Lest it pass entirely and get lost in Pentecost reflections, I wanted to note the Evangelical Feast of Ascension, which would have been properly celebrated on May 1, 40 days after Easter. During those 40 days following the Resurrection, Jesus appeared to his disciples, teaching them and showing how all the scriptures – Law, Writings, Prophets – spoke about himself. These days climaxed with his dramatic ascension to heaven, taken up in clouds (a powerful biblical symbol of God’s glory).

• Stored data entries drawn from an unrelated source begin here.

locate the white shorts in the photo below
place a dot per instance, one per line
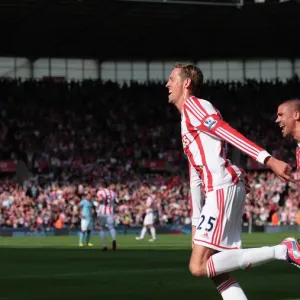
(86, 224)
(220, 224)
(106, 220)
(197, 199)
(149, 219)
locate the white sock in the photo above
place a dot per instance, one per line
(231, 260)
(230, 290)
(112, 232)
(143, 232)
(103, 238)
(153, 233)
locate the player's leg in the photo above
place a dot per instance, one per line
(83, 227)
(220, 229)
(88, 233)
(112, 231)
(102, 223)
(153, 233)
(225, 283)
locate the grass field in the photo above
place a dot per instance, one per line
(52, 268)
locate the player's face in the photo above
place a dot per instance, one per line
(286, 119)
(175, 86)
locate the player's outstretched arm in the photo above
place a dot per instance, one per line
(206, 118)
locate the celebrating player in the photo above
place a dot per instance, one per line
(204, 134)
(86, 213)
(288, 118)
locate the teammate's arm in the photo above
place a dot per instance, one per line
(196, 198)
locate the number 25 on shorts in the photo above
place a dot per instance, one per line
(209, 224)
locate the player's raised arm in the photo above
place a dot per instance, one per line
(205, 117)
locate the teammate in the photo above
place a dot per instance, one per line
(204, 134)
(288, 119)
(105, 212)
(148, 220)
(86, 213)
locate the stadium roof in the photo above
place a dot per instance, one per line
(147, 30)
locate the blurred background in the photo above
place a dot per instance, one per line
(83, 101)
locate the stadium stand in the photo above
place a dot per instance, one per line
(131, 140)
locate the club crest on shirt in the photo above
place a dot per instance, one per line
(185, 141)
(210, 123)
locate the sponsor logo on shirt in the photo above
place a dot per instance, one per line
(210, 123)
(185, 141)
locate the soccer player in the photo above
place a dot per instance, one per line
(105, 212)
(288, 119)
(86, 214)
(217, 241)
(148, 220)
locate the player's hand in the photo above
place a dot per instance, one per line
(280, 168)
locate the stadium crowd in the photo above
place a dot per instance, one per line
(73, 136)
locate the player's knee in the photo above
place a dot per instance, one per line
(197, 270)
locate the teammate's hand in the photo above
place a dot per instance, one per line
(280, 168)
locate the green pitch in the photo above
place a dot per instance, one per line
(52, 268)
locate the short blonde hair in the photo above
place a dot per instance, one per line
(191, 71)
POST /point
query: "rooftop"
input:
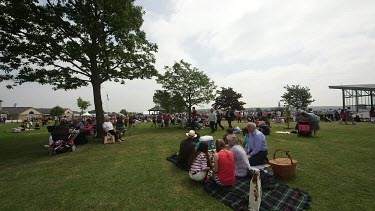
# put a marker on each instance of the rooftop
(365, 87)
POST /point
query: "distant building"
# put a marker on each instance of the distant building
(46, 111)
(21, 113)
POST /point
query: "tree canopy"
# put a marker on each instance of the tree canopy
(226, 98)
(56, 111)
(124, 111)
(297, 96)
(82, 104)
(193, 85)
(69, 44)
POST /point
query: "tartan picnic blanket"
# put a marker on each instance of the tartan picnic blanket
(275, 196)
(281, 197)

The continental reformers, busy tossing out all kinds of liturgical accretions, maintained what I have heard called the Evangelical Feasts. That is, the celebration of actual events clearly from the life of Jesus, found in the Bible. An altogether evangelical commitment, I should think. We can pinpoint Easter, because of its connection to the Passover. And we have the actual count of days for Ascension and Pentecost. We believe these things happened, so let’s let them inform our worship of our glorious, risen, ascended, Spirit-sending Savior!

A hymn to mark Ascension:

The head that once was crowned with thorns
is crowned with glory now;
a royal diadem adorns
the mighty Victor’s brow.

The highest place that heaven affords
is his, is his by right,
the King of kings and Lord of lords,
and heaven’s eternal light.

The joy of all who dwell above,
the joy of all below,
to whom he manifests his love,
and grants his name to know.

To them the cross with all its shame,
with all its grace, is given,
their name, an everlasting name,
their joy, the joy of heaven.

They suffer with their Lord below,
they reign with him above,
their profit and their joy to know
the mystery of his love.

The cross he bore is life and health,
though shame and death to him:
his people’s hope, his people’s wealth,
their everlasting theme!

Thomas Kelly, 1820

Ascension hymns are sometimes “filed” under Jesus Christ: His Reign. Other good hymns to mark the day and occasion include: Charles Wesley, “Hail the Day that Sees Him Rise,” and “Rejoice, the Lord Is King” (when he had purged our stains he took his seat above); and William Dix, “Alleluia, Sing to Jesus” (though the cloud from sight received him when the forty days were o’er/shall our hearts forget his promise, ‘I am with you evermore’?)